Biochemical plasticity of short-axon interneurons: Increased glutamate decarboxylase activity in the denervated area of rat dentate gyrus following entorhinal lesion

Abstract

The entorhinal cortex of adult rats was destroyed unilaterally, thus denervating the outer two-thirds of the molecular layer of the ipsilateral dentate gyrus. The biochemical response of short-axon GABAnergic interneurons intrinsic to the dentate gyrus was subsequently determined by laminar analysis of glutamate decarboxylase, an enzyme associated with boutons of these neurons. Glutamate decarboxylase activity was unaffected by entorhinal lesion for at least 10 days.
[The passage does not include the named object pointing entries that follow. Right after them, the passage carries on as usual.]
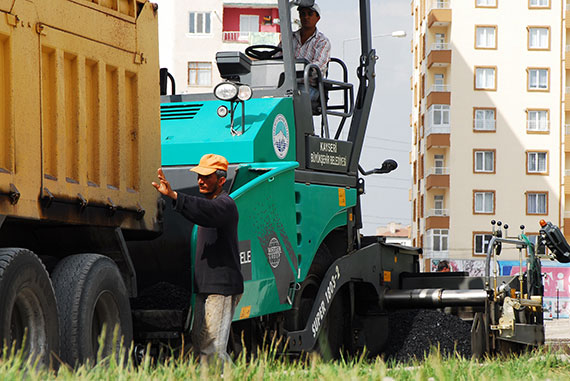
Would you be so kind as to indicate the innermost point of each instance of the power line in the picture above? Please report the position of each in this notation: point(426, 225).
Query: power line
point(386, 148)
point(385, 187)
point(388, 140)
point(396, 179)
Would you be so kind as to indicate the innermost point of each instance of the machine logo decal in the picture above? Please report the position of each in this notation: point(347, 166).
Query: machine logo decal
point(274, 252)
point(245, 259)
point(280, 136)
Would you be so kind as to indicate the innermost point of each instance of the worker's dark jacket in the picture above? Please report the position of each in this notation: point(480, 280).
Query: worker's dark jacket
point(217, 267)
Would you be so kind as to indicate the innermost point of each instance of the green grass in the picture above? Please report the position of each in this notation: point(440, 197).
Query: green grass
point(542, 364)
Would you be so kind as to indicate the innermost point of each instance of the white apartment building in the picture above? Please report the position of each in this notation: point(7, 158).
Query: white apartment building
point(192, 32)
point(489, 122)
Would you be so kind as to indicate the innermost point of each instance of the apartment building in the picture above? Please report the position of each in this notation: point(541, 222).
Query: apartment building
point(191, 32)
point(488, 120)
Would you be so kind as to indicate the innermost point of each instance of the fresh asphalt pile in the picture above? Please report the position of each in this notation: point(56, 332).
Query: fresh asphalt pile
point(413, 332)
point(162, 296)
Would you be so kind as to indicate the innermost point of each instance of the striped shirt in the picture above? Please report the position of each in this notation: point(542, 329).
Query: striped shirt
point(316, 50)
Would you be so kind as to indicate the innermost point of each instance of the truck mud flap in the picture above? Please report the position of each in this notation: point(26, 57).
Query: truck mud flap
point(364, 266)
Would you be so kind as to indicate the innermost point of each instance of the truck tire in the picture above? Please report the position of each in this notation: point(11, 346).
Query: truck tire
point(92, 300)
point(28, 315)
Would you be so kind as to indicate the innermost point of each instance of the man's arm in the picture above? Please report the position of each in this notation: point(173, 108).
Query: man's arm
point(205, 212)
point(322, 55)
point(163, 186)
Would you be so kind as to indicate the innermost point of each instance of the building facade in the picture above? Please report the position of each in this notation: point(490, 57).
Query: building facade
point(192, 32)
point(488, 120)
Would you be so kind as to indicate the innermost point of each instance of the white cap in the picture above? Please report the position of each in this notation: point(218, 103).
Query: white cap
point(315, 8)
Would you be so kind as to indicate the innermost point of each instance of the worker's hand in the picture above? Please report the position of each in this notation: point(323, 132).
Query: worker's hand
point(164, 186)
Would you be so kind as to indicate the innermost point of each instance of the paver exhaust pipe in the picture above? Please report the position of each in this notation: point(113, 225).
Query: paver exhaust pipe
point(433, 298)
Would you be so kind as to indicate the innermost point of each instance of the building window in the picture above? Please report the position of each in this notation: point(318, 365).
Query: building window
point(440, 42)
point(537, 163)
point(439, 239)
point(200, 23)
point(485, 78)
point(200, 73)
point(539, 3)
point(486, 37)
point(538, 79)
point(537, 121)
point(484, 119)
point(536, 203)
point(438, 116)
point(438, 206)
point(481, 243)
point(439, 164)
point(484, 161)
point(484, 202)
point(539, 38)
point(486, 3)
point(248, 24)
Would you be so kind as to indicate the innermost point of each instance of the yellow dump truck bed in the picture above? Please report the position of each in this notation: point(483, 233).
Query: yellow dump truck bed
point(79, 111)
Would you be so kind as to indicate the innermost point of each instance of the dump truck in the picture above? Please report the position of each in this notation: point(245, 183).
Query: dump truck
point(87, 244)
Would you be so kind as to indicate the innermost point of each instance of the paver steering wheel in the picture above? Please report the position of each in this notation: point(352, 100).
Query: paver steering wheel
point(267, 53)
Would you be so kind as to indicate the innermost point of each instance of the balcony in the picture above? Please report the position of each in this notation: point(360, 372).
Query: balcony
point(439, 95)
point(251, 38)
point(437, 177)
point(438, 137)
point(439, 55)
point(484, 125)
point(567, 224)
point(533, 125)
point(437, 219)
point(439, 13)
point(439, 254)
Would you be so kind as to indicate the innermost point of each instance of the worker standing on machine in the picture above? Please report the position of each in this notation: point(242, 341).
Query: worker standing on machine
point(218, 280)
point(311, 44)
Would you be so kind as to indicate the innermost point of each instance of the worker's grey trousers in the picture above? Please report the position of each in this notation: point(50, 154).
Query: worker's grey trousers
point(211, 329)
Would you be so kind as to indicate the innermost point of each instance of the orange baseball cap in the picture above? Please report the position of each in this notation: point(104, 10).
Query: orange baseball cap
point(210, 163)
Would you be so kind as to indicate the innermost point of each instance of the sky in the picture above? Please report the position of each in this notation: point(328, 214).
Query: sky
point(389, 133)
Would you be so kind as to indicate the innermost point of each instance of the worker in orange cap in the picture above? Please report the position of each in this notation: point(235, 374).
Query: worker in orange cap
point(218, 280)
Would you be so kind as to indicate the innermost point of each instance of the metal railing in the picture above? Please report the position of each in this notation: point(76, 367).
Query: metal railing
point(438, 46)
point(442, 129)
point(439, 4)
point(438, 213)
point(429, 253)
point(537, 125)
point(438, 88)
point(484, 125)
point(438, 171)
point(236, 36)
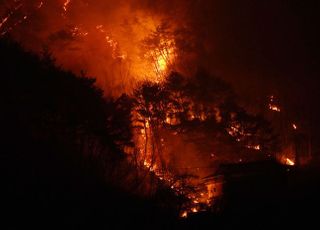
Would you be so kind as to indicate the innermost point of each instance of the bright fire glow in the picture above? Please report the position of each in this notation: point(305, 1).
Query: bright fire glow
point(289, 162)
point(274, 108)
point(65, 5)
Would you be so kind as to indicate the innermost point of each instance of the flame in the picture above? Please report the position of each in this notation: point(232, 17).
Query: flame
point(184, 214)
point(65, 5)
point(274, 108)
point(289, 162)
point(194, 210)
point(255, 147)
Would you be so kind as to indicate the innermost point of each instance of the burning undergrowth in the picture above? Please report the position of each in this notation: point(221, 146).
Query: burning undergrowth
point(183, 123)
point(184, 128)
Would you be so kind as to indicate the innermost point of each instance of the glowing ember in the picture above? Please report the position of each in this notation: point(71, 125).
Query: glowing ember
point(184, 214)
point(294, 126)
point(194, 210)
point(274, 108)
point(255, 147)
point(65, 5)
point(273, 105)
point(289, 162)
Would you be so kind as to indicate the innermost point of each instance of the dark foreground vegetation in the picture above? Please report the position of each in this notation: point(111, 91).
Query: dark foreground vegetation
point(60, 161)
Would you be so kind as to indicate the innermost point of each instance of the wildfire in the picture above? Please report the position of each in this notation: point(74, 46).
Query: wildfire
point(255, 147)
point(273, 106)
point(289, 162)
point(65, 5)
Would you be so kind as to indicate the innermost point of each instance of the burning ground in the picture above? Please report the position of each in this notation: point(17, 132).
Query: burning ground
point(164, 121)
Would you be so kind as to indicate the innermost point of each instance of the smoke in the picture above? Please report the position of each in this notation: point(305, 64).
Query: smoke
point(261, 47)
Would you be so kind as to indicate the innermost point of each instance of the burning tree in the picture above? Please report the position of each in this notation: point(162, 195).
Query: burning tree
point(185, 127)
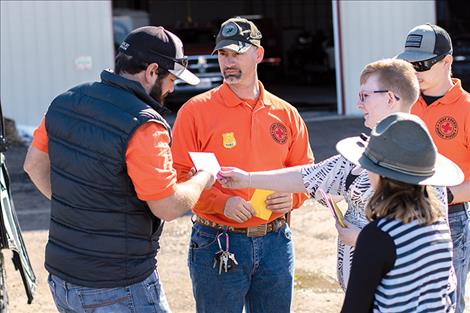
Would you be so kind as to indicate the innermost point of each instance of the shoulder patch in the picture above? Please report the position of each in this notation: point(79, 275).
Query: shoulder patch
point(446, 127)
point(279, 133)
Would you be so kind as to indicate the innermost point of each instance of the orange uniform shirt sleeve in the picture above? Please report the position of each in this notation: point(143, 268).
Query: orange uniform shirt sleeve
point(40, 139)
point(300, 153)
point(212, 200)
point(149, 162)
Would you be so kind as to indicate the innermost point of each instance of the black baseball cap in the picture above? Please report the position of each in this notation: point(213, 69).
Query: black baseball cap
point(154, 44)
point(237, 34)
point(425, 42)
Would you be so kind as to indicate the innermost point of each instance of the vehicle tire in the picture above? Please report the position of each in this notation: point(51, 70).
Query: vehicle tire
point(3, 287)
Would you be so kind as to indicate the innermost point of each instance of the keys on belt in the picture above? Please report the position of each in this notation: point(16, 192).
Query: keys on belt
point(252, 231)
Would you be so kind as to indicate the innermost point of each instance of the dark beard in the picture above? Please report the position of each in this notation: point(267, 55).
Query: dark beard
point(237, 75)
point(156, 92)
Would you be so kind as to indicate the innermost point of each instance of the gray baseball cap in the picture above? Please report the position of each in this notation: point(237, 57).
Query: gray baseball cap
point(237, 34)
point(425, 42)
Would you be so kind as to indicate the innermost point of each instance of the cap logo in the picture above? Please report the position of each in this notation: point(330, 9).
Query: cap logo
point(124, 45)
point(230, 30)
point(413, 41)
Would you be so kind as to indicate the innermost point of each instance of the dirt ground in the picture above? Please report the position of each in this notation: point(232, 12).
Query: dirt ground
point(316, 289)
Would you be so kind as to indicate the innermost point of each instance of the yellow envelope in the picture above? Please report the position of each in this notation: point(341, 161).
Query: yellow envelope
point(258, 201)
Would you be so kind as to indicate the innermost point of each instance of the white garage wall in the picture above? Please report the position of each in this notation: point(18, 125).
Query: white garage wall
point(48, 47)
point(366, 31)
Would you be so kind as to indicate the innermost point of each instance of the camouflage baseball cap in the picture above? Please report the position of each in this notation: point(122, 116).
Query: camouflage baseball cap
point(237, 34)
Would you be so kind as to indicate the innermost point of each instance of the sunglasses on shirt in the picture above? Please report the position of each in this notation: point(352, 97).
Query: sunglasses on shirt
point(423, 66)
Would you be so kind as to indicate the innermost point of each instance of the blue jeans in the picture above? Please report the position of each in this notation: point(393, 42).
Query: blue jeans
point(262, 281)
point(144, 297)
point(460, 230)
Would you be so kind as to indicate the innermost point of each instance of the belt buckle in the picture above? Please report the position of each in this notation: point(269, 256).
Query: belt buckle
point(257, 231)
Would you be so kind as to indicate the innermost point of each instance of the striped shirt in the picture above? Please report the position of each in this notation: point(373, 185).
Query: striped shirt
point(331, 175)
point(401, 267)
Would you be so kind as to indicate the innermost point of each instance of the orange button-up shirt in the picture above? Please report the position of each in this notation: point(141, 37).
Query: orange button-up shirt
point(448, 121)
point(148, 160)
point(266, 135)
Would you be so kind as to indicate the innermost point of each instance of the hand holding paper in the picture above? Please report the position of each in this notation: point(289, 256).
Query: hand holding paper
point(335, 211)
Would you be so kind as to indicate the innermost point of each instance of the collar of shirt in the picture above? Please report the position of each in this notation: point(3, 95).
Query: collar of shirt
point(232, 100)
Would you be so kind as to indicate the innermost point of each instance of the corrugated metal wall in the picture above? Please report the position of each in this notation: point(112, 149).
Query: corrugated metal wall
point(48, 47)
point(368, 31)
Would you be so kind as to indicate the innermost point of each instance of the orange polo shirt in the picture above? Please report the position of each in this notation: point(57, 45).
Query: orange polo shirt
point(148, 159)
point(448, 121)
point(268, 134)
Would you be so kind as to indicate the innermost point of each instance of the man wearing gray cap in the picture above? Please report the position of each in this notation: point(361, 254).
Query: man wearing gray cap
point(445, 108)
point(239, 257)
point(102, 156)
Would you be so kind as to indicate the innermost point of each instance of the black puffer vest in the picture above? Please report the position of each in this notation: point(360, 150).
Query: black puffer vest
point(101, 235)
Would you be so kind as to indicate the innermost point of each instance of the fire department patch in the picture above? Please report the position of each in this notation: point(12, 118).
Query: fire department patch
point(446, 127)
point(279, 133)
point(229, 140)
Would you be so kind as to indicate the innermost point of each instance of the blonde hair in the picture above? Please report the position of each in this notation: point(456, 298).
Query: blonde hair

However, when measured 29–38 days after operation, the absolute and specific activities of glutamate decarboxylase were respectively 45 and 63% greater in the outer part of the molecular layer of the operated side than in the corresponding zone of the control side. The difference between the two sides in specific activity was still significant, though reduced in magnitude, 90 days or more after operation. All statistically significant changes in glutamate decarboxylase activity were confined exclusively to the denervated region. Therefore, inhibitory projections of intrinsic interneurons, like intact excitatory afferents in close proximity to the degeneration, respond to entorhinal lesion in a manner suggesting increased input to the granule cells in compensation for the loss of excitatory entorhinal input. We suggest that additional GABAnergic boutons may be formed by axon sprouting or, alternatively, that an increase in glutamate decarboxylase activity within existing connections may be transsynaptically induced.